さて、ではこのようなネットデイは誰が参加する可能性(あくまでも可能性だが)があるのだろうか?
ちょっと下に整理してみた。
1)業者
学校に出入りするパソコン納入業者等が関わってくれると話は早い。何か後でうまく接続しない等のトラブルがあっても、電話1本で来てもらえるからだ。しかし、この場合のネックは予算だ。こういうところに学校予算をつぎ込めるかどうかという問題がのしかかってくる。ましてや、こういうことにボランティアで参加してくれる業者を望むのはなかなか難しい。
2)教育委員会、教育センター
本来であれば、教育委員会、教育センターの手を借りる方法は一番「まっとうな」選択肢なのかもしれない。しかし、今のところ、現状の接続環境しか認めていなかったり、例えそうでなくても、人手をそこまでさけない教育委員会、教育センターがほとんどだろう。

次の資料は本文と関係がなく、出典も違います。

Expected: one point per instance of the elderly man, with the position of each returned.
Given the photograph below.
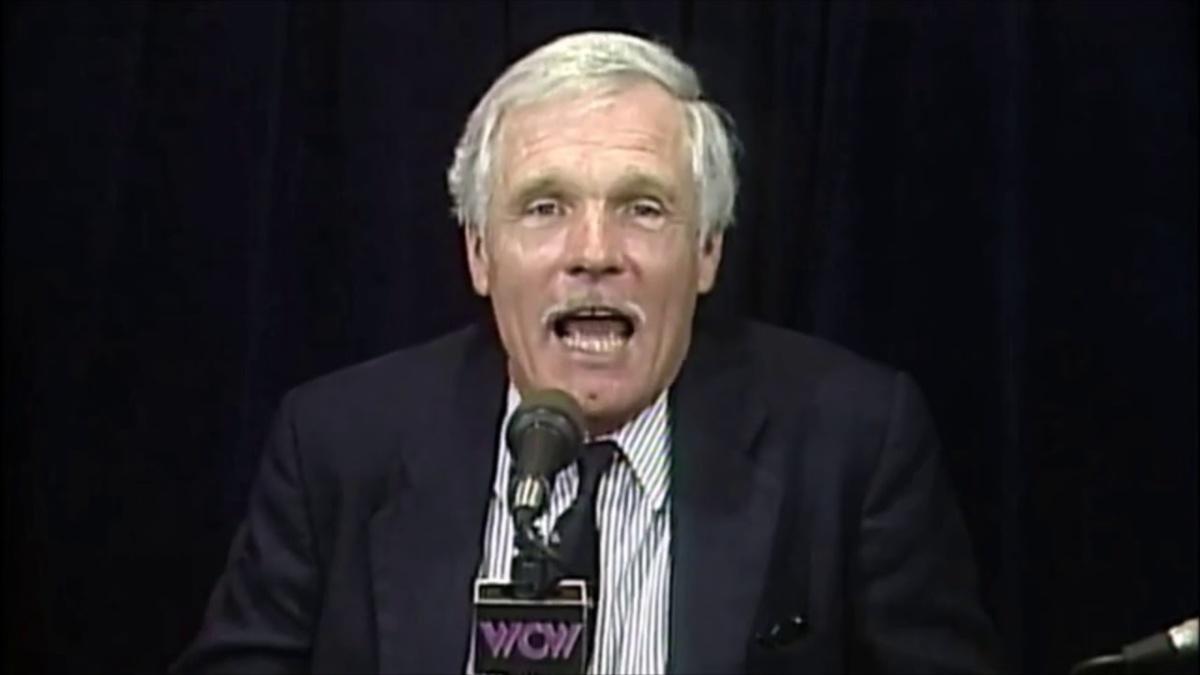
(774, 503)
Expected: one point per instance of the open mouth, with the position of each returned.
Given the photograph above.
(594, 329)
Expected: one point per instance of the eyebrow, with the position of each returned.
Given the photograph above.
(631, 184)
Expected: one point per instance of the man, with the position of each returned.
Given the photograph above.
(774, 505)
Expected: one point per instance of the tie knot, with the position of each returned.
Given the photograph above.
(597, 459)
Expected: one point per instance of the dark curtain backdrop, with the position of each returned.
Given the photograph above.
(205, 204)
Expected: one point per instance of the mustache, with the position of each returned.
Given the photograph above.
(593, 299)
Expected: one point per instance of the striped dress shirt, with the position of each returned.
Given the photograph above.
(634, 519)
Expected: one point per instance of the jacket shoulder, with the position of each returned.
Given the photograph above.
(348, 424)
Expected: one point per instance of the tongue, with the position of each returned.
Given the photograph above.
(595, 327)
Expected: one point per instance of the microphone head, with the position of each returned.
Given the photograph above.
(545, 432)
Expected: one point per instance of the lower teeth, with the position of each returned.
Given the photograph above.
(595, 345)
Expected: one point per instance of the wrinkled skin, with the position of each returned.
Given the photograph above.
(593, 203)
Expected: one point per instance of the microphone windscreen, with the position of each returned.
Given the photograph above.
(545, 431)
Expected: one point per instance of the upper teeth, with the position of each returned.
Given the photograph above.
(592, 344)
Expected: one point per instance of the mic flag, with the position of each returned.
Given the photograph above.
(545, 635)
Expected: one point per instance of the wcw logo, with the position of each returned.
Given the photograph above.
(534, 640)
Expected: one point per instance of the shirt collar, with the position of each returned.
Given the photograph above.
(645, 443)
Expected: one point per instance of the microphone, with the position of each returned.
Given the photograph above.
(544, 435)
(1158, 652)
(1176, 641)
(538, 623)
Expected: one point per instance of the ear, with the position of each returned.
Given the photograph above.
(477, 258)
(709, 258)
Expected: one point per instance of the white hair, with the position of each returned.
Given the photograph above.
(589, 61)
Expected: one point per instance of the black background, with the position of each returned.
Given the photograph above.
(207, 204)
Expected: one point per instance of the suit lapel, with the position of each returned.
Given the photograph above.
(724, 508)
(426, 541)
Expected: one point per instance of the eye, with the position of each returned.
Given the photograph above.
(647, 211)
(646, 208)
(544, 208)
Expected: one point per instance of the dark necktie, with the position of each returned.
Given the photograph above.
(579, 542)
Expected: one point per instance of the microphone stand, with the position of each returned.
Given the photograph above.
(537, 567)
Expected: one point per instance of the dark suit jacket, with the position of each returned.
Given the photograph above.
(807, 497)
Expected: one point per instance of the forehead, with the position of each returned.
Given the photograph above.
(636, 127)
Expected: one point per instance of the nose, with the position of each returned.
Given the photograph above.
(593, 246)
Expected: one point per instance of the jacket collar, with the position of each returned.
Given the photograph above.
(426, 541)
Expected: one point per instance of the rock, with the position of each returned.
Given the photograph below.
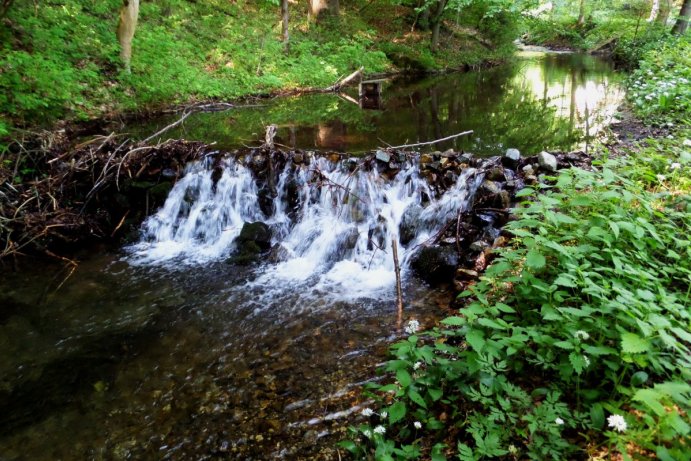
(256, 232)
(479, 245)
(410, 222)
(426, 158)
(383, 156)
(505, 199)
(159, 193)
(435, 264)
(513, 155)
(466, 274)
(489, 187)
(547, 161)
(277, 254)
(495, 174)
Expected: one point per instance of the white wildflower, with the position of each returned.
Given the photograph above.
(617, 422)
(581, 334)
(412, 327)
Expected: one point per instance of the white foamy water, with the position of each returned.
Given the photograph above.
(336, 225)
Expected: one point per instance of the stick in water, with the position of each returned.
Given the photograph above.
(457, 135)
(399, 291)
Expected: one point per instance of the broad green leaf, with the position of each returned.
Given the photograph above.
(417, 398)
(403, 378)
(396, 412)
(535, 260)
(651, 399)
(634, 344)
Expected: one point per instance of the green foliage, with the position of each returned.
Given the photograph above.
(576, 336)
(661, 87)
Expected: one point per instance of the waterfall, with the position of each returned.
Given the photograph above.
(333, 220)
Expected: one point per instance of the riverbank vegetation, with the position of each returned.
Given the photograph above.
(575, 342)
(62, 60)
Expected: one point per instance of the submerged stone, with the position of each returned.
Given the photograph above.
(435, 264)
(547, 161)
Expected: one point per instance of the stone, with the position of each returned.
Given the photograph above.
(383, 156)
(256, 232)
(277, 254)
(495, 174)
(466, 274)
(479, 245)
(425, 159)
(435, 264)
(547, 161)
(489, 187)
(513, 155)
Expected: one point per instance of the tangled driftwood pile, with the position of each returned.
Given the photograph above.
(53, 193)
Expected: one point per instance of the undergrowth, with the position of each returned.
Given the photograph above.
(576, 340)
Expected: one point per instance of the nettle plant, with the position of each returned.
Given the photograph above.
(576, 339)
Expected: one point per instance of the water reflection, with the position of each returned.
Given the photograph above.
(540, 101)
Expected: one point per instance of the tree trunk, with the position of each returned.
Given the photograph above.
(581, 13)
(683, 19)
(5, 7)
(316, 9)
(654, 10)
(126, 27)
(436, 23)
(284, 23)
(663, 15)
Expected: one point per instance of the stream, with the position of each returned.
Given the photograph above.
(169, 348)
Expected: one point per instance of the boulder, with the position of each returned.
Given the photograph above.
(547, 161)
(257, 233)
(435, 264)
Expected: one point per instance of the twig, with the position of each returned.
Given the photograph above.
(399, 291)
(464, 133)
(336, 86)
(171, 126)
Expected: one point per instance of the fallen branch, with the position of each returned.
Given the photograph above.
(399, 290)
(169, 127)
(453, 136)
(344, 81)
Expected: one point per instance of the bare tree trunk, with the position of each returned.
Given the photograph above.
(665, 8)
(436, 23)
(284, 23)
(683, 20)
(5, 7)
(654, 10)
(315, 8)
(127, 24)
(581, 13)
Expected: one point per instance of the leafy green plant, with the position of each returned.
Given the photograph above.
(576, 336)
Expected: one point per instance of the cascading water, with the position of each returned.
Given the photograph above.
(333, 222)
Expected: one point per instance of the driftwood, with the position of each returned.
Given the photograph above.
(399, 290)
(429, 143)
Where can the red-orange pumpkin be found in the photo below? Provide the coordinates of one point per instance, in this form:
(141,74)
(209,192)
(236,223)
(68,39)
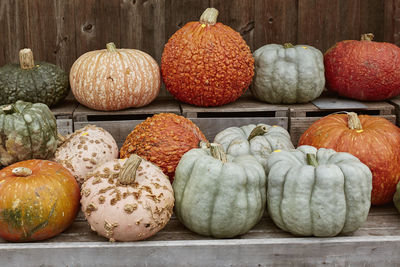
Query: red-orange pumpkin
(206,63)
(163,139)
(39,199)
(374,140)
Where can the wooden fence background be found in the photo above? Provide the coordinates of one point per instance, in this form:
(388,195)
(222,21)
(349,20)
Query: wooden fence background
(59,31)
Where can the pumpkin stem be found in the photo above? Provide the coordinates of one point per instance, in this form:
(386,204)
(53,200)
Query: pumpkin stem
(312,160)
(367,37)
(21,171)
(218,152)
(259,130)
(111,47)
(353,121)
(127,175)
(209,16)
(288,45)
(26,59)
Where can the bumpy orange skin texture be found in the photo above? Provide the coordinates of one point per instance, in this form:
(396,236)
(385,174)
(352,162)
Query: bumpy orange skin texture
(363,70)
(163,139)
(38,206)
(207,65)
(377,146)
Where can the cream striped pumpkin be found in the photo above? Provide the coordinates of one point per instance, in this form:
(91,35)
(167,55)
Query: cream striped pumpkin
(115,79)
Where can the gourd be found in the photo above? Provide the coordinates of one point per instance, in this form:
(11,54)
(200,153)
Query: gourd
(206,63)
(115,79)
(36,82)
(163,139)
(318,192)
(257,140)
(26,131)
(363,70)
(39,199)
(127,199)
(288,74)
(85,149)
(372,139)
(219,195)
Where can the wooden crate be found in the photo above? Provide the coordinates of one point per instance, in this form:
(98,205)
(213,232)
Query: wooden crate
(64,115)
(212,120)
(303,115)
(376,243)
(121,123)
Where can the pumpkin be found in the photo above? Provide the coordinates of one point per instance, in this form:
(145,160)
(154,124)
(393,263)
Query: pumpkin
(318,192)
(127,199)
(163,139)
(257,140)
(85,149)
(115,79)
(26,131)
(37,82)
(39,199)
(219,195)
(288,74)
(206,63)
(374,140)
(363,70)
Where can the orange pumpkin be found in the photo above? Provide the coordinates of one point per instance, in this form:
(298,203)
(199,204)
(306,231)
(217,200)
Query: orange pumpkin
(206,63)
(115,79)
(374,140)
(39,199)
(163,139)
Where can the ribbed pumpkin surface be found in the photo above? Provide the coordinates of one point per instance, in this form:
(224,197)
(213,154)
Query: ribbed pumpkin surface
(115,79)
(163,139)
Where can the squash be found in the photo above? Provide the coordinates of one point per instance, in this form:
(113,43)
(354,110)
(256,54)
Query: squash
(257,140)
(318,192)
(163,139)
(374,140)
(26,131)
(39,199)
(36,82)
(85,149)
(219,195)
(115,79)
(363,70)
(288,74)
(127,199)
(206,63)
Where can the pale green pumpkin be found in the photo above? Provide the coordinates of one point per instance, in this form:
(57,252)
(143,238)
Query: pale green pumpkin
(219,196)
(258,140)
(318,192)
(288,74)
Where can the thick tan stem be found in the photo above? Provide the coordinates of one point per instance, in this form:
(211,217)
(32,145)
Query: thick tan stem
(127,175)
(26,59)
(259,130)
(218,152)
(21,171)
(353,122)
(209,16)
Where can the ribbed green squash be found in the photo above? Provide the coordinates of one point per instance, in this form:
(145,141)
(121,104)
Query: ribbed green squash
(257,140)
(36,82)
(318,192)
(27,131)
(217,197)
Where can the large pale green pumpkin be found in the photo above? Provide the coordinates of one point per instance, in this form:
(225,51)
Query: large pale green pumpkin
(217,197)
(27,131)
(258,140)
(288,74)
(318,192)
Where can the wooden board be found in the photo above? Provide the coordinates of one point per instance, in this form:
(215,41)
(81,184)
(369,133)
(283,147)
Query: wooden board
(376,243)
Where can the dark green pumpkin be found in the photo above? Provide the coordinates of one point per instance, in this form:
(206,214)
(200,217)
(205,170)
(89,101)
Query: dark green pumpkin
(27,131)
(36,82)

もっと本来であれば、予算をつけてネットデイなどやらずに済むのが筋なのだ。しかし、文部科学省が教育の情報化を言い始めてから、校内のパソコンをネットワークで結んであるものを更新機器導入で実施している市町村もあるが、まだ多くはないのが現状だ。
3)地域のボランティア
もしかすると、予算と人手の問題を一気にクリアーできるかもしれないのが、この方法だ。しかし、一般的には、いきなり学校関係者以外の人間が校内にずかずか入り込むことに抵抗のある学校や教師が多い。まだまだ日本の学校は閉鎖的なのだ。学校五日制や総合的な学習のスタートがここを切り崩してくれるのを期待してやまないのだが。
4)学校内の教師で
となると、残りはこれしかない。校内の教師でやってしまうという手だ。しかし、ただでさえ忙しい校内の教師。担当者が笛をふいても、パソコンの活用さえままならないのに、いきなりネットデイで時間外まで重労働を強いられたら、たいていの教師は以後パソコンに近づかなくなる。校内の重点研究でネットディの実践をとりあげているとか、情報教育委員会の1年間の目標が校内のネットワーク整備だとか、よほどの理由が必要になるだろう。
5)大学の研究室、研究チーム
技術力もあり、熱意のある学生が参加してくれるということは言うまでもないが、機材貸し出し等の面で大学の研究室の全面的バックアップを受けられるメリットは大きい。柏市のように近隣の学校と共同研究を進めようという大学や研究所が今後もっともっと増えていくことを願ってやまない。学校側からいうと、このような大学(研究室)をみつけること自体がなかなか難しいのが現状だ。
ネットデイにより、もたらされるもの
ご覧のように、なかなか決め手のないネットディへの参加者問題だが、「やりたい!拡張したい!」という現場の教師が学校内外に声を大きくして言っていくしか方法はない。そのような意味においても、ネットデイは、ネットワークを授業や活動で活用する子どもたちはもとより、ネットデイに参加したすべての人々にとっても、なんらかのプラスにならなければ長続きはしないだろう。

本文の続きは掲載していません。